Every time I post about the insanity of AI data center water consumption I invariably get a variation on the following theme:
Why aren’t they using a closed loop system?
For the uninitiated, the focus of this discussion is GPU cooling methods. AI is powered by GPU’s and GPU’s run really hot. Like insanely hot. For example, the chip that is powering Grok3, NVIDIA’s H100, runs at an average temperature of 87C/188 degrees Fahrenheit and has a max operating temperature of 98C/208F (NVIDIA H100 Product Brief). The chips are structured to slow down their processing when they reach a 95C/203F, and shut down when they reach 98C/208F. If they run too long at the hottest temperatures, they start to wear and tear and don’t last as long. So in order to keep the chips running as efficiently as possible and get the most return on investment, data center operators are required to implement systems to cool the chips.
So how do you cool a chip from 95C/203F to 87C/188F? Definitely not with an air conditioner. Have you ever walked into a party or event where the host forgot to turn up the air conditioner before everyone got there? It’s a little cool when you first walk in but it gets progressively hotter as more people show up and the night goes on. The air conditioner can’t keep up. But if the place is freezing when you walk in, the temperature stays comfortable no matter how many people show up. That’s because it’s easier to keep a cold place cool than to cool a hot place.
Data centers have traditionally used air to cool servers. They use a hot and cold aisle configuration (What are hot and cold aisles). The servers are located in the cold aisle, where they are surrounded by cold air. The air they heat up is then vented into a hot aisle. By pulling heat out of the cold aisles, this configuration allows the air conditioner to keep up with the demand - for traditional workloads.
AI workloads run on chips that require pretty extreme cooling. And they don’t run on a few chips. Grok3 is operating on a cluster of 200,000 chips. That each need to be cooled from 95C/203F to 87C/188F. Air conditioning just can’t keep up. So data centers are transitioning to liquid cooling to support AI workloads (When to move from air cooling to liquid cooling). Which is where our key question comes in.
The key component of the closed loop system is the second loop, the heat exchanger loop. That loop is open.
The most commonly used liquid cooling system is the closed loop system. In a closed loop system, cold liquid is circulated past the server, the server heats it, the heated water is circulated through a heat exchanger where it is cooled, then the cold water is circulated past the server again (Understanding liquid cooling). That loop is closed. No liquids gained, no liquids lost. But that isn’t the only loop. The key component of the closed loop system is the second loop, the heat exchanger loop. That loop is open.

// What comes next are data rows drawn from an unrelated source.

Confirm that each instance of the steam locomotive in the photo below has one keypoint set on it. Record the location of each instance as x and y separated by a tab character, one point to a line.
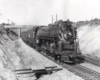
57	39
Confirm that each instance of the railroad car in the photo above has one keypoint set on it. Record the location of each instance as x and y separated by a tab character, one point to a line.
57	39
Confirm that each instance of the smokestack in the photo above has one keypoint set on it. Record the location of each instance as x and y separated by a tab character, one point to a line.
8	21
52	18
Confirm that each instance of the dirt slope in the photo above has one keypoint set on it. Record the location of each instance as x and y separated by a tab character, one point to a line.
89	40
16	55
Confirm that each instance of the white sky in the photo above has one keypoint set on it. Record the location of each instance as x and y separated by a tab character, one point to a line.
39	12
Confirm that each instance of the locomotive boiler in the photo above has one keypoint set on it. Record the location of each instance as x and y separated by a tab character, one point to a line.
57	39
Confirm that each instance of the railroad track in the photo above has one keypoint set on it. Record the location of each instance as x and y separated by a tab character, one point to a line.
91	60
79	70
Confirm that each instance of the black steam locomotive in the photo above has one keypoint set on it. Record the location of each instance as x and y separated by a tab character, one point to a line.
57	39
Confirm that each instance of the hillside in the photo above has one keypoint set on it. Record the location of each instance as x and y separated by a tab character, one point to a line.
89	36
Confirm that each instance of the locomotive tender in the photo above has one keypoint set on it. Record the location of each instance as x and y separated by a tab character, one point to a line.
57	39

This diagram shows a complete closed loop liquid cooling system. The system has 2 loops. The inner loop we discussed earlier that circulates cold liquid to the server and hot liquid to the heat exchanger. It also has an outer loop, which is highlighted. The outer loop cycles cold water through the heat exchanger and hot water to the water cooling tower (The immersion cooling technology). That is the loop that is responsible for data centers consuming 60% of the water they withdraw (Taps Run Dry).

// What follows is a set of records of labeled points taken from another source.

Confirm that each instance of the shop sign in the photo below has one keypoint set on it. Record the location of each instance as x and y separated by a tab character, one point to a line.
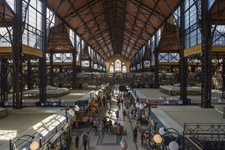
48	136
56	136
59	127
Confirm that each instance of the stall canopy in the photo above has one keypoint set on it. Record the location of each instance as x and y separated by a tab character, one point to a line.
114	27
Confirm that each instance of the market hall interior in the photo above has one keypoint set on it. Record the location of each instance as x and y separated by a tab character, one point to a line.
58	56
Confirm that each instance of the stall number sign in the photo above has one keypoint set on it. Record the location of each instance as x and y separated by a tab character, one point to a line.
59	127
48	136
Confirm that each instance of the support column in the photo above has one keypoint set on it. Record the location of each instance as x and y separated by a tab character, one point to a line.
74	63
4	93
183	60
205	28
42	61
17	57
223	77
81	54
29	84
51	69
156	81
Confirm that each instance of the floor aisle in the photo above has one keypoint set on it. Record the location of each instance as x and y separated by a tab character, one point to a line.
109	141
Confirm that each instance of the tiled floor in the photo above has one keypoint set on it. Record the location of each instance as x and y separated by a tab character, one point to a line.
110	141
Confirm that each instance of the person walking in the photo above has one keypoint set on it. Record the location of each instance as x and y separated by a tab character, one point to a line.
123	144
89	140
135	135
95	124
117	114
77	139
85	138
142	138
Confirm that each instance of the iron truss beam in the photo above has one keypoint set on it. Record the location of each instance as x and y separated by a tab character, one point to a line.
90	31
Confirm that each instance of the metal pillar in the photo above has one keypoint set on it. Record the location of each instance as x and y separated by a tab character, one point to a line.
17	57
156	81
81	54
205	28
4	93
42	61
223	77
74	63
183	60
51	69
29	84
90	62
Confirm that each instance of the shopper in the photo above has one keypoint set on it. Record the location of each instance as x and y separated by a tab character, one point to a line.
142	138
89	140
123	144
135	135
117	114
85	140
77	139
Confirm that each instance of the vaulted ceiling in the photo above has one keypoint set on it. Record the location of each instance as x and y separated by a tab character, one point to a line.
114	27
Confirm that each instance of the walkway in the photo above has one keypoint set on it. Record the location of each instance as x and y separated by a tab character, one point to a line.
109	141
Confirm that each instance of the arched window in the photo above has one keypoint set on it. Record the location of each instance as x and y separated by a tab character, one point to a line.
124	69
117	65
111	69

There are two main technologies for cooling the liquids in a closed loop system - chillers and water cooling towers. Water cooling towers are favored for industrial-level cooling because of their energy efficiency (Cooling Tower v. Chiller). While both systems can be utilize air for cooling, air cooling is only effective when they’re operated in significantly cold environments. In most environments, both systems utilize evaporative cooling. Evaporative cooling systems pass the heated water through a cool water sprayer or over a cold water-soaked medium, and the heat evaporates some portion of the water into the air, which carries away heat and cools the remaining water. Water towers require a steady stream of water to function, so they are constantly evaporating. Water cooled chillers require less water to function, but they are often used in conjunction with water towers in large scale operations (How cooling towers and chillers work together).
This is why data centers are such massive consumers of water. Because only one of the loops is closed. The other is in a constant battle to cool massive amounts of super hot GPUs and is evaporating millions of gallons of water a day to keep up with the demand. In xAI’s case - 12 million gallons of drinking water a day (xAI Memphis data center water usage estimate). The closed loop isn’t closed folks. It never was.